In a culture of affluence it’s hard to ignore the stresses of college applications.

“Because I wasn’t accepted into these schools, I feel I am not of the caliber to be in the top institutions,” said UCLA college freshman Michael Schwartz, when he was a senior last spring. “I will always wonder if I could have done better and if I ever had that potential within to be admitted into these institutions and be at the top. These rejections affected me to a personal level when I hear throughout our community how people highly favor graduates with a degree from a prestigious school over other institutions. It’s hard not to be judged by people ,especially in Marin, from where you went  to college.” According to US news and world reports UCLA is ranked #24 nationally.

Hayat’s optimism about the college application process fluctuates. “On some days, I’m thinking… these are really low acceptance rates, like two point one per cent. I’m like, wow, that’s really hard to get into. But other days, I’m thinking like, two percent of like a thousand. That’s a lot of people… I could be one of those … people.”

“It’s ridiculous. It becomes this freight train out of control and I think that if parents at home keep the reality checks on all of that [college acceptance stress] and not promote that kind of craziness [of being accepted into a prestigious college] then we can get somewhere,” now retired guidance counselor Sarah Gordon said. “We already have teachers and parents that talk to their students in second grade about college. That’s insanity. So this all comes from the environment and thinking at home. It comes to this community that’s so immersed in how things look and not what it is …. And when kids start thinking about college this young, it becomes out of control and the disappointments are huge, when the answers are ‘no’ or ‘you don’t qualify.’”

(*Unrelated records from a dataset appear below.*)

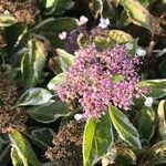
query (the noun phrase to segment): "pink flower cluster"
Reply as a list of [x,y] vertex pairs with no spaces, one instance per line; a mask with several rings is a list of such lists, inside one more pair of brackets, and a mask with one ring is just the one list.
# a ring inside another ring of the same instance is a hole
[[124,45],[98,52],[94,45],[80,49],[66,72],[66,81],[58,86],[62,101],[77,98],[84,117],[100,117],[113,104],[129,110],[134,97],[147,92],[137,87],[139,58],[127,54]]

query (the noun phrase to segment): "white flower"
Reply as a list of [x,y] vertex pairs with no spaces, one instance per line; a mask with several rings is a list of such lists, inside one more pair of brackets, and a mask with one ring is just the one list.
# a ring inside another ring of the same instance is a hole
[[89,21],[89,19],[84,15],[81,15],[79,21],[80,21],[80,25],[83,25]]
[[59,38],[60,38],[61,40],[65,40],[65,39],[66,39],[66,32],[63,31],[62,33],[59,33]]
[[127,50],[132,50],[133,46],[134,46],[134,44],[131,43],[131,42],[128,42],[128,43],[125,44],[125,48],[126,48]]
[[100,23],[98,23],[98,27],[101,29],[106,29],[108,24],[110,24],[110,20],[108,19],[101,18]]
[[136,55],[137,56],[145,56],[146,55],[146,50],[144,50],[144,49],[141,49],[141,48],[138,48],[138,49],[136,49]]
[[74,115],[74,118],[75,118],[76,121],[80,121],[82,117],[83,117],[82,114],[75,114],[75,115]]
[[154,100],[153,97],[146,97],[146,101],[144,102],[145,106],[152,107]]

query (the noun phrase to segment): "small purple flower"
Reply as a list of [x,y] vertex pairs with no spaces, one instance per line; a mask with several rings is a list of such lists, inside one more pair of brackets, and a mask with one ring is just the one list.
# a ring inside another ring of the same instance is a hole
[[147,93],[145,87],[137,86],[139,64],[141,59],[131,58],[125,45],[104,52],[98,52],[94,45],[80,49],[66,72],[66,82],[58,86],[58,94],[66,102],[77,98],[84,108],[84,118],[100,117],[110,104],[127,111],[134,97]]

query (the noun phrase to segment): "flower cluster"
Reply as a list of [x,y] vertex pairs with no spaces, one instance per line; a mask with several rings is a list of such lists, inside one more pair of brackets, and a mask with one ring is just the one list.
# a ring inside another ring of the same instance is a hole
[[58,86],[58,94],[62,101],[77,98],[85,118],[100,117],[110,104],[127,111],[134,97],[146,93],[146,89],[137,86],[141,59],[129,56],[124,45],[104,52],[90,45],[75,54],[75,62],[66,72],[66,82]]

While Hayat’s is an extreme example, receiving a recruitment of informational letter from a college has become expected. Since higher educational institutions were founded, marketing in some form has been imperative in recruiting a student body. Over the last decade, however, there has been a massive increase in college marketing to prospective students. Colleges are striving to raise their national ranking each year. When the volume of applications increases, a higher number of students can be rejected, resulting in a lowered acceptance rate. The lower the acceptance rate a college reports, the higher their national ranking

Recently, colleges have invested in branding strategies, further requesting applications so they can report a smaller acceptance rate and receive a higher ranking of their institution.

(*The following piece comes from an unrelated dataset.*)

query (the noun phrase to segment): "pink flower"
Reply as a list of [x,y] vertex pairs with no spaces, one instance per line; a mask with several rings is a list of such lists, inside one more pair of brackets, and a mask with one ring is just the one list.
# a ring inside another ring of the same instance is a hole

“Colleges have gotten much more aggressive about marketing themselves to prospective applicants,” said USC dean admissions officer Tim Brunold.  “With the increased competition, there is more of a need now than ever for colleges to tweak their marketing messages in an attempt to stand out from the crowd. Let’s face it: most of the colleges on an applicant’s list probably share many of the same programs and attributes. Colleges are scrambling to articulate how they are distinctive and why they might be the best choice for a given student.”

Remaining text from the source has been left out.